Ownership transfer rules
Setting the owner via kacs_set_sd triggers the rules described in Ownership:
- The new owner must be the caller's own user_sid, or a SID in the caller's groups with
SE_GROUP_OWNERset, or the caller must holdSeRestorePrivilege. - The caller must have
WRITE_OWNERon the object, or holdSeTakeOwnershipPrivilege.
A failure here returns -EACCES.
The same rules apply whether you set ownership via OWNER_SECURITY_INFORMATION alone or in combination with other components.
What about file mode (the POSIX rwx bits)?

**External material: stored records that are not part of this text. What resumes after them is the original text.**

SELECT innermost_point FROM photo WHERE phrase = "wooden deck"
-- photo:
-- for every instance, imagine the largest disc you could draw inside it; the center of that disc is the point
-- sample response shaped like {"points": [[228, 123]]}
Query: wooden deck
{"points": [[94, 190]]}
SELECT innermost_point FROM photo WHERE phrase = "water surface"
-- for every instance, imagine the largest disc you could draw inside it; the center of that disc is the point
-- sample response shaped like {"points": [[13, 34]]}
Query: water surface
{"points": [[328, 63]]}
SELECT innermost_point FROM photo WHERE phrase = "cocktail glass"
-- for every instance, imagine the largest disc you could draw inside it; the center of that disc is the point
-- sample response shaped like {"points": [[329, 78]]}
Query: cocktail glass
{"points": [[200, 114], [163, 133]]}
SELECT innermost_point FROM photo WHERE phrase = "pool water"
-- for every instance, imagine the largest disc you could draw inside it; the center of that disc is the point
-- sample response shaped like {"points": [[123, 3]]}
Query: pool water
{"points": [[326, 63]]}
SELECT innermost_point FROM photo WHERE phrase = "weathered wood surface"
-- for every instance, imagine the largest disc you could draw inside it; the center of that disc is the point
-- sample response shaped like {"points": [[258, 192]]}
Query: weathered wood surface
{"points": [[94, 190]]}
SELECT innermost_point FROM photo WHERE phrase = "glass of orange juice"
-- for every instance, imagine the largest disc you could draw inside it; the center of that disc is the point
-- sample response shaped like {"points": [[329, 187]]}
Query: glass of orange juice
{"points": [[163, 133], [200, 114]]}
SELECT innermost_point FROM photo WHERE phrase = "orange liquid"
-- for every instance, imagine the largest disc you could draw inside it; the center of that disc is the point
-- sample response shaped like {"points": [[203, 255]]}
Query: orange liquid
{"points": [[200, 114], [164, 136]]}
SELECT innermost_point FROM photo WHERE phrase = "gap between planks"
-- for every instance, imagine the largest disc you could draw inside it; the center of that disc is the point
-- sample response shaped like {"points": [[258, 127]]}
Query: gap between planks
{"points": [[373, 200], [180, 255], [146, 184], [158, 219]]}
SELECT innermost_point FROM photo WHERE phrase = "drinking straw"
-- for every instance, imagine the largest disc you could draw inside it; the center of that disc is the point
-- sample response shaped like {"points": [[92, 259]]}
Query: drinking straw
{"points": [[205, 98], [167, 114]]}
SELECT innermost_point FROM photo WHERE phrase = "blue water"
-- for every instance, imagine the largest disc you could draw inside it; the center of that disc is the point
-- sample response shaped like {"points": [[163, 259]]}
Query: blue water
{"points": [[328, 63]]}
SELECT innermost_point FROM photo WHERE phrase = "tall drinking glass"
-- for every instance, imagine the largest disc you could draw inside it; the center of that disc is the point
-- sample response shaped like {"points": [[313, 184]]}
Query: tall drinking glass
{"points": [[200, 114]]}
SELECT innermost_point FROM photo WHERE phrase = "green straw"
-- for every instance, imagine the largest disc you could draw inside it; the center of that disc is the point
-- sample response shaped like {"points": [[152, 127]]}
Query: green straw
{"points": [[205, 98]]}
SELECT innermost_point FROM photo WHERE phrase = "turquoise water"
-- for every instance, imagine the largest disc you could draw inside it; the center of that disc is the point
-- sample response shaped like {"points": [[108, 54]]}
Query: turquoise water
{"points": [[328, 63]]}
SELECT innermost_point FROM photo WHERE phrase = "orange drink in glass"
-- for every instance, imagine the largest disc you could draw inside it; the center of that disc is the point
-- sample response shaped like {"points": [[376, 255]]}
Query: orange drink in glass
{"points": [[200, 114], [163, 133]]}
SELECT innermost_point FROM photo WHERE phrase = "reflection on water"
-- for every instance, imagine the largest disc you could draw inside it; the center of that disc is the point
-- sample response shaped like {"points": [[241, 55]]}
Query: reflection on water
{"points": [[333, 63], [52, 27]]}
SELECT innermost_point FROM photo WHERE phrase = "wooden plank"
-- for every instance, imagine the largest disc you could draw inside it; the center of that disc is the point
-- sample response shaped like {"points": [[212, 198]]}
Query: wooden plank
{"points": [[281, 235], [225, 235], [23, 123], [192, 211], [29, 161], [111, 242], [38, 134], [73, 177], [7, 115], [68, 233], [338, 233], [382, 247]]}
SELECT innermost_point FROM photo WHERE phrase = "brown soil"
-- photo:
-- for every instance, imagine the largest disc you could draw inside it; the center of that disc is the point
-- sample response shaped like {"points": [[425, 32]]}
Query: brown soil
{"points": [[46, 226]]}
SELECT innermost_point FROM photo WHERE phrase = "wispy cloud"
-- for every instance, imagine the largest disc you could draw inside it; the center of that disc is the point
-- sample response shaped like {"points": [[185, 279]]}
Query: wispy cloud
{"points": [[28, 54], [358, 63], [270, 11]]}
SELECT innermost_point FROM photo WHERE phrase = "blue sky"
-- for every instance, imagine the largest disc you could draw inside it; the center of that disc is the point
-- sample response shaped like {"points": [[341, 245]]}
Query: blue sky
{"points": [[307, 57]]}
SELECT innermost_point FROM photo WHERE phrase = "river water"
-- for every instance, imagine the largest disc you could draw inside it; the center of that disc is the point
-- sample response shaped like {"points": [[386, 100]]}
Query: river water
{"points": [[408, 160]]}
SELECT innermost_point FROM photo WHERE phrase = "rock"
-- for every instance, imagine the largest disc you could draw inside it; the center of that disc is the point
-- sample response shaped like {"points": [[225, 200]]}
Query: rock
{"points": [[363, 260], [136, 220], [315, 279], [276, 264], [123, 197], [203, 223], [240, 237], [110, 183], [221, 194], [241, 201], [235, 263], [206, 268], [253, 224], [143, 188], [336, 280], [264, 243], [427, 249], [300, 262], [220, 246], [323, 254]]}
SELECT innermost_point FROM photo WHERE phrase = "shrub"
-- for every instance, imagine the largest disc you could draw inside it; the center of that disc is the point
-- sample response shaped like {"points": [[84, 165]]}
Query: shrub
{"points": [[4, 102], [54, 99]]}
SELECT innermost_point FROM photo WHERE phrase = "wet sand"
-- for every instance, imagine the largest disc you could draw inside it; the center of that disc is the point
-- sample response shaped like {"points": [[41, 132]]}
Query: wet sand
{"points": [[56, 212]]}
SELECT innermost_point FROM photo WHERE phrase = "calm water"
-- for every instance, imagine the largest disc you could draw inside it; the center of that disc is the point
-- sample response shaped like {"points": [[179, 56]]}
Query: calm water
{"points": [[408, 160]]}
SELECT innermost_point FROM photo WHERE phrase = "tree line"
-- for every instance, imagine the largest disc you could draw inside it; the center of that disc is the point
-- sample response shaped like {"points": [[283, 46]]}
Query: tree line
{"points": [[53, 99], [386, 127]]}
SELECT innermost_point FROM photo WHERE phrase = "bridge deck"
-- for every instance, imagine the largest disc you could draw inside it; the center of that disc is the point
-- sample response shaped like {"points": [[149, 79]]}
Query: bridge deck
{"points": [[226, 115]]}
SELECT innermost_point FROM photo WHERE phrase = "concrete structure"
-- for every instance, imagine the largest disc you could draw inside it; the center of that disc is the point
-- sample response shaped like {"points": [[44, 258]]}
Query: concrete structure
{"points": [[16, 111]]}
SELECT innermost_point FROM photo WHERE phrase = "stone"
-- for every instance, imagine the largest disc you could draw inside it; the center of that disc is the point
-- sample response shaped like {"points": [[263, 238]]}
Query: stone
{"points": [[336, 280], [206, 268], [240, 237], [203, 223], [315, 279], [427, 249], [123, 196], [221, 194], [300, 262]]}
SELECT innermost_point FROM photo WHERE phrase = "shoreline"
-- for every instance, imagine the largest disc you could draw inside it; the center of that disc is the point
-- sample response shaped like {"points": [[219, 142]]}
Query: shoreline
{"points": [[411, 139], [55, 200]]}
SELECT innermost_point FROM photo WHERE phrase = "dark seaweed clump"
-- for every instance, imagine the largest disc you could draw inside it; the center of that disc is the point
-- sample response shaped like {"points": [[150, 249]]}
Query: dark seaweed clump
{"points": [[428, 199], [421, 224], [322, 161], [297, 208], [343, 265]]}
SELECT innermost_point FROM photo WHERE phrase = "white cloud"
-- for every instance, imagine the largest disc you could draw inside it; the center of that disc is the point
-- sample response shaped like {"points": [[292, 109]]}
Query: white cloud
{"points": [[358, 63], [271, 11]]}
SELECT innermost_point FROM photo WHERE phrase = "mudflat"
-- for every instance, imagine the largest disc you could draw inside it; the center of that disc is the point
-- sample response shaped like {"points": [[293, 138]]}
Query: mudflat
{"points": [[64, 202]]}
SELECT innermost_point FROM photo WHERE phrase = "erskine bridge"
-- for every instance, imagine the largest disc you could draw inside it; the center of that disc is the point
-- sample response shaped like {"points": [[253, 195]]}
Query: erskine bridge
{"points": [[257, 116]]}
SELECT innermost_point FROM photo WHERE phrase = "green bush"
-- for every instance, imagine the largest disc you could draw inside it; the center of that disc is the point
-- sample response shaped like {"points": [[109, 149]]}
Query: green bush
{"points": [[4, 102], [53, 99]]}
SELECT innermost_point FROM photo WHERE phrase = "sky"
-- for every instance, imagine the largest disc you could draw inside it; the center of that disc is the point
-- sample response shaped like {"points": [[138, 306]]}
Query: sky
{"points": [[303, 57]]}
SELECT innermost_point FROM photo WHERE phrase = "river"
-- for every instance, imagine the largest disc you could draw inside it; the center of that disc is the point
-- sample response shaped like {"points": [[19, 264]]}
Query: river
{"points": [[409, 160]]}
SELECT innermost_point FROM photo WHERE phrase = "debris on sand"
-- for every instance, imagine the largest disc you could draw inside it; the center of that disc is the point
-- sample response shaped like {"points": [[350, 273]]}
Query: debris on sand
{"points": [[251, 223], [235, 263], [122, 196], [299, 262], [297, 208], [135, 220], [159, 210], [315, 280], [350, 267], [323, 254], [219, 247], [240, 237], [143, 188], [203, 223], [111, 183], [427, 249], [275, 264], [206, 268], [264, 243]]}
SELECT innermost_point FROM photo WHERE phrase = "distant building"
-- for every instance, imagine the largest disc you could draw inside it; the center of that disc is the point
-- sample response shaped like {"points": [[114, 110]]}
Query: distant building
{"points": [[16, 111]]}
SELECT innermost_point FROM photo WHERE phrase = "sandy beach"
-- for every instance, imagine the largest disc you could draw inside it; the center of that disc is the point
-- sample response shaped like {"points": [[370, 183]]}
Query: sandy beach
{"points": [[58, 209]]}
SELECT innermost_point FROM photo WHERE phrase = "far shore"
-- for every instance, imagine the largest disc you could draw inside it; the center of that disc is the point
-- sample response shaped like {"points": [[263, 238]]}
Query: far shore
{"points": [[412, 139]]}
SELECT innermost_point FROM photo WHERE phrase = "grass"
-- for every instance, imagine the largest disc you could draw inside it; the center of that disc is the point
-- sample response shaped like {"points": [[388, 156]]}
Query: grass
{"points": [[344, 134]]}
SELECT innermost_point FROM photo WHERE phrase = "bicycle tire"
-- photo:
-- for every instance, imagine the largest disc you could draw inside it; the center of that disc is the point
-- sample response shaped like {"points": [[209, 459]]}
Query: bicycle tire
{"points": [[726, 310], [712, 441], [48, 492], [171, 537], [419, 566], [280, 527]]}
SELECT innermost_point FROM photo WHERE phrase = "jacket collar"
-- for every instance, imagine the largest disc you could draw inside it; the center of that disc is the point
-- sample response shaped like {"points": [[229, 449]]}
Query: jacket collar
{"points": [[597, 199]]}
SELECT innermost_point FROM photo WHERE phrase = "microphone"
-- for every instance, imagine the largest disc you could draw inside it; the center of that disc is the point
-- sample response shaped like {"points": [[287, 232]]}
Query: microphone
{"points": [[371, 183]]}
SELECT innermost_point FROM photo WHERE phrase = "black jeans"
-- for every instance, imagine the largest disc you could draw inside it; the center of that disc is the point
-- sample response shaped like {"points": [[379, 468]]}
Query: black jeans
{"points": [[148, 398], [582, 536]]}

The traditional POSIX file mode — chmod-style read/write/execute bits — does not exist in the same way under FACS. The Linux mode bits are stored alongside the SD as filesystem metadata (the inode's mode field), but they are not consulted by FACS for access control. The DACL is what decides access; the mode is informational only.
The kernel does still update the mode field when an SD is set (to maintain compatibility with tools that read the mode, like ls -l), but the mode is derived from the SD's DACL rather than being authoritative.
In particular:
fchmod()is denied on FACS-managed fds. To change permissions you callkacs_set_sdwith a new DACL.chmod()is allowed at the syscall level but the kernel translates it to an attempt to modify the SD, which goes through the usual access check.- The mode bits in
stat()results reflect the synthesised mode derived from the DACL, not a separate authoritative value.
This is the cleanest way to layer KACS on top of Linux file systems while preserving compatibility with tools that consult the mode. The mode is a derived view; the SD is the truth.
Errors
Common errors from both syscalls:
| Error | Cause |
|---|---|
-EACCES |
Access check failed for the requested components. |
-EINVAL |
Malformed SD blob, invalid security_information combination, size limit exceeded, or other validation failure. |
-EPERM |
Owner SID validation failed without SeRestorePrivilege, or integrity label too high without SeRelabelPrivilege, or attempted MANDATORY attribute removal without SeTcbPrivilege. |
-ERANGE |
(kacs_get_sd only) Buffer too small; required size returned. |
-ENOENT |
The target path does not exist. |
-ELOOP |
AT_SYMLINK_NOFOLLOW and the path is a symlink. |
Most failures are diagnostic and clear from the error code.